S'adressant à The Information, Todd Lohr, directeur de la société de conseil KPMG, s'est montré mitigé quant aux avantages des produits Copilot de Microsoft. Il a déclaré : « Word est correct, PowerPoint n'est pas particulièrement utile, à moins que vous ne l'entraîniez à suivre des instructions spécifiques, car il ne crée qu'un PowerPoint très basique. Excel n'est pas encore au point : il faut passer beaucoup de temps à faire de l'ingénierie d'invite pour qu'il fasse quelque chose pour vous, ce qui prend beaucoup plus de temps que d'écrire les formules Excel soi-même ». Les PC Copilot+ font également l'objet de critiques.

Michael Hartnett, stratège en investissement chez Bank of America, a aussi suggéré que l'IA pourrait être une bulle, la comparant au krach des dotcoms en 2000. Le PDG d'Amazon, Andy Jassy, a déclaré lors d'une conférence téléphonique sur les résultats en février que les revenus à court terme provenant de l'IA seront "relativement faibles". Et s'adressant au Daily Mail, Dom Couldwell, responsable de l'ingénierie de terrain chez DataStax, a déclaré que l'industrie se trouve toujours dans la phase "inconnue inconnue" de l'IA générative. Il a fait remarquer que l'IA générative fait l'objet d'un battage médiatique sans précédent.
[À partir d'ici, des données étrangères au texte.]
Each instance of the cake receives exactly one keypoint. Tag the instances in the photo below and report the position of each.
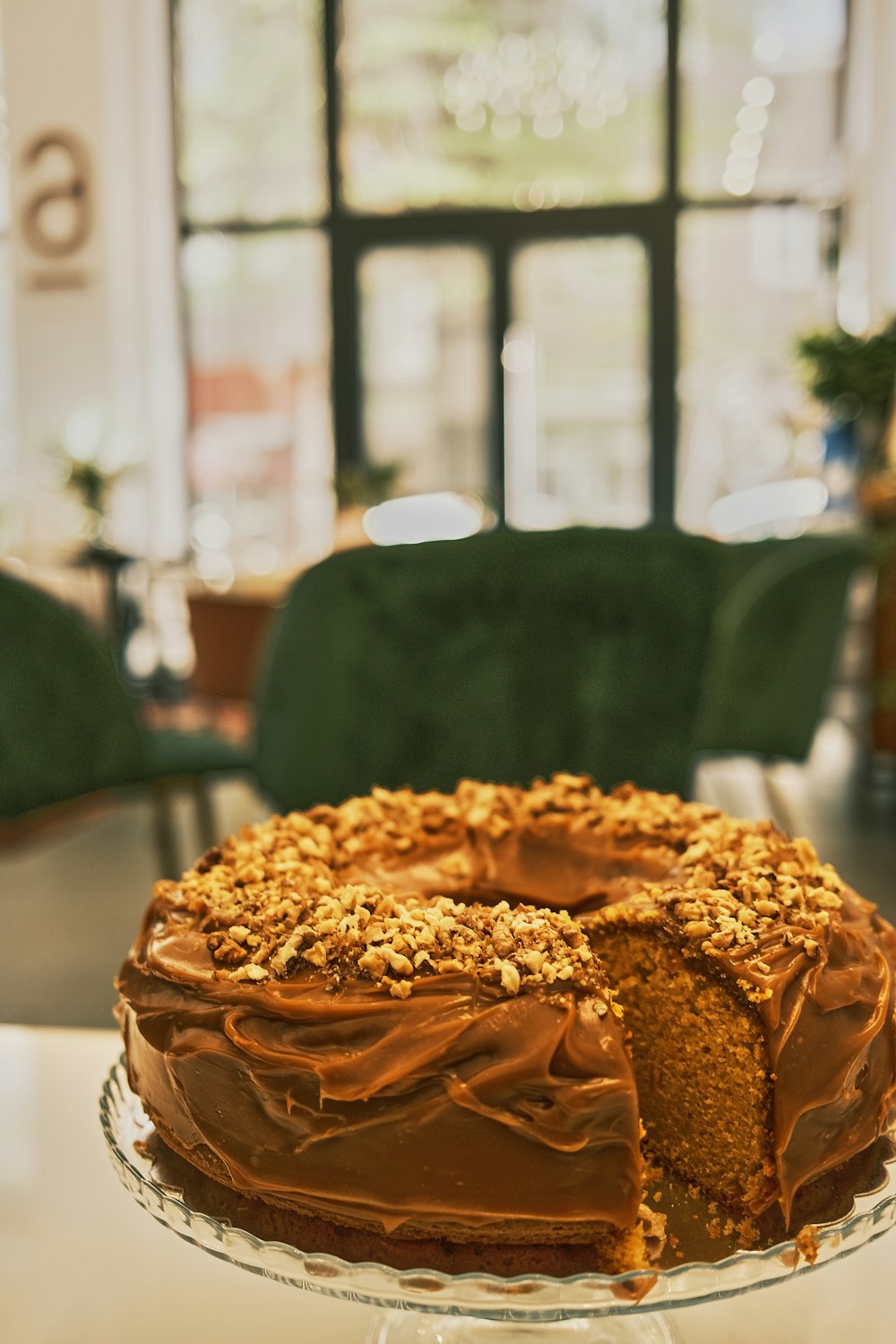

Couldwell a déclaré : « ce domaine fait l'objet d'un tel battage médiatique qu'il grandit en public. Il a fallu trois ans à Netflix pour atteindre un million d'utilisateurs, mais il n'a fallu que 5 jours à ChatGPT. Il y a aussi des entreprises qui considèrent que c'est la prochaine façon de s'enrichir rapidement après les cryptomonnaies ». Pour Amanda Marcotte, rédactrice politique senior pour le webzine Salon, l'appétit croissant de la Silicon Valley pour les produits frauduleux pousse les milliardaires de la Tech à financer la campagne de Trump qui serait plus favorable aux escrocs que Biden. Elle fait allusion aux produits estampillés "IA".

Dans une récente analyse, Michael Atleson, un avocat de la Federal Trade Commission (FTC) des États-Unis, a dénoncé le comportement des entreprises d'IA. Atleson a écrit : « certaines de ces entreprises comparent leurs produits à de la magie (ce qui n'est pas le cas), parlent de produits dotés de sentiments (ce qui n'est pas le cas) ou admettent qu'elles veulent simplement que les gens aient l'impression que leurs produits sont magiques ou dotés de sentiments ». Atleson s'interroge sur la capacité des entreprises à développer ces technologies et à faire en sorte qu'elles répondent de manière sûre aux besoins de clients.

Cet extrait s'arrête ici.